The Crossings are part of Peter Yealands' Yealands Wine Group, an award winning producer that won New Zealand Wine Producer of the Year in the 2014 International Wine & Spirit Competition. Yealands can boast New Zealand's top red wine (2014 International Wine Challenge) and the World's best Sauvignon Blanc (2012 International Wine Challenge). The company has also won recognition for it's sustainable approach to wine production, winning multiple "Green Company of the Year" awards.
Marlborough is New Zealand's most important wine region.
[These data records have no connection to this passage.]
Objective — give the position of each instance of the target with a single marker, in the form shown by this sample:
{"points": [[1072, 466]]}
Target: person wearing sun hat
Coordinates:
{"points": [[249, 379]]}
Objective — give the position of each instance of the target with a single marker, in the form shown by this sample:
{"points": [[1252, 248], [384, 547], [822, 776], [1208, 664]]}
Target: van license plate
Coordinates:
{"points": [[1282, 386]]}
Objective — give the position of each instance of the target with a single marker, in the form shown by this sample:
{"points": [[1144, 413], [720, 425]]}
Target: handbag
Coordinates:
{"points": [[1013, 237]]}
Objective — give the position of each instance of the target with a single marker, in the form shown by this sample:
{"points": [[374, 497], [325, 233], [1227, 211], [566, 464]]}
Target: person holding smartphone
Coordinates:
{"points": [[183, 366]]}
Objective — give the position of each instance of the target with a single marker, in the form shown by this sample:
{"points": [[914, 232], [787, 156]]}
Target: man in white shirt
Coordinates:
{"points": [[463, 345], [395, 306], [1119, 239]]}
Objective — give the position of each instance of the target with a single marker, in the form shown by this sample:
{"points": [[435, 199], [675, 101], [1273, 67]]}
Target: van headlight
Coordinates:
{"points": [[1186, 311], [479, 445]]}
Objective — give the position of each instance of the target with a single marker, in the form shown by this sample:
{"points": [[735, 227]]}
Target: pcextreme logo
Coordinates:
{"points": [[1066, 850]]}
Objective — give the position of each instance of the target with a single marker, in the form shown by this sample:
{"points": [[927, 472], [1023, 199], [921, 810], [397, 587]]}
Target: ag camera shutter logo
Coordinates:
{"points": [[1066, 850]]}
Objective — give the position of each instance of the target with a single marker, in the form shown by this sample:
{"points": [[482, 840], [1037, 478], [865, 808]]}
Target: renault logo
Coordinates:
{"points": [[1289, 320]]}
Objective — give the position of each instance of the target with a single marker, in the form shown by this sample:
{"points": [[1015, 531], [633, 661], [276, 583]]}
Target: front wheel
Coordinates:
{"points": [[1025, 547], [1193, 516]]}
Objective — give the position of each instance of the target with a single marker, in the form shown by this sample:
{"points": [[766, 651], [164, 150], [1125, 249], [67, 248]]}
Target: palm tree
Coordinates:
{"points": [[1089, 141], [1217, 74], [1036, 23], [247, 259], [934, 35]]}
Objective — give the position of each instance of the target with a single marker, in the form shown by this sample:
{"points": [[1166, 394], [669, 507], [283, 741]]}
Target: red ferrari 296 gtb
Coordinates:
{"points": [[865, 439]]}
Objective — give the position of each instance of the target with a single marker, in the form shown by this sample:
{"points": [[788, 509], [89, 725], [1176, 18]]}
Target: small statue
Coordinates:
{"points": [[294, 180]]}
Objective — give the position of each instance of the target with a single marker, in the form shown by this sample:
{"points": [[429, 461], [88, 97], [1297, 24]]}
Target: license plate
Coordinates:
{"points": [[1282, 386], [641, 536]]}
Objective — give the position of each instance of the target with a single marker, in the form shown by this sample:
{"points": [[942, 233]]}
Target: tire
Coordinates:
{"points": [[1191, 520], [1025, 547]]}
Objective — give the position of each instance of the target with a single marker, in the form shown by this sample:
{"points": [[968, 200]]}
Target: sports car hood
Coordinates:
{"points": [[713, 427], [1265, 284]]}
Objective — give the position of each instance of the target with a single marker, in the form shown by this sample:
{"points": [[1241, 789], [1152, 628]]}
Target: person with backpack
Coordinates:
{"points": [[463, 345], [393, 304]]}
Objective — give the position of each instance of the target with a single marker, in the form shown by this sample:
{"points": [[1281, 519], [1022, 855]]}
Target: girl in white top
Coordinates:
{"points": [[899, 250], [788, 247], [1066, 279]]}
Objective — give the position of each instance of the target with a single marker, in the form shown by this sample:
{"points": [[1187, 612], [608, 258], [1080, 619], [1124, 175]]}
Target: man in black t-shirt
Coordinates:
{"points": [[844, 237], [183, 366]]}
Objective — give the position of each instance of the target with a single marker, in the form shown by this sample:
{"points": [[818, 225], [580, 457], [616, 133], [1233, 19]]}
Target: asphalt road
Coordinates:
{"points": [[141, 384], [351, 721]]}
Situated at the north-eastern tip of the South Island, this dry, sunny region produces around three-quarters of all New Zealand wine. While most famous for its Sauvignon Blanc this cold climate region is also a large producer of Pinot Noir and Pinot Gris - grapes which thrive in cold climate regions. Commercial scale viticulture began in Marlborough the 1970s – it conquered the world within 25 years!
The Awatere Valley is on the seaward side of Marlborough, in a valley running parallel with the east coast of the South Island. The Awatere River, which flows south from Clifford Bay, gives the region its name – awatere meaning 'fast-flowing river' in the local Maori dialect. The Wither Hills in the north separate Awatere from the Wairau Valley.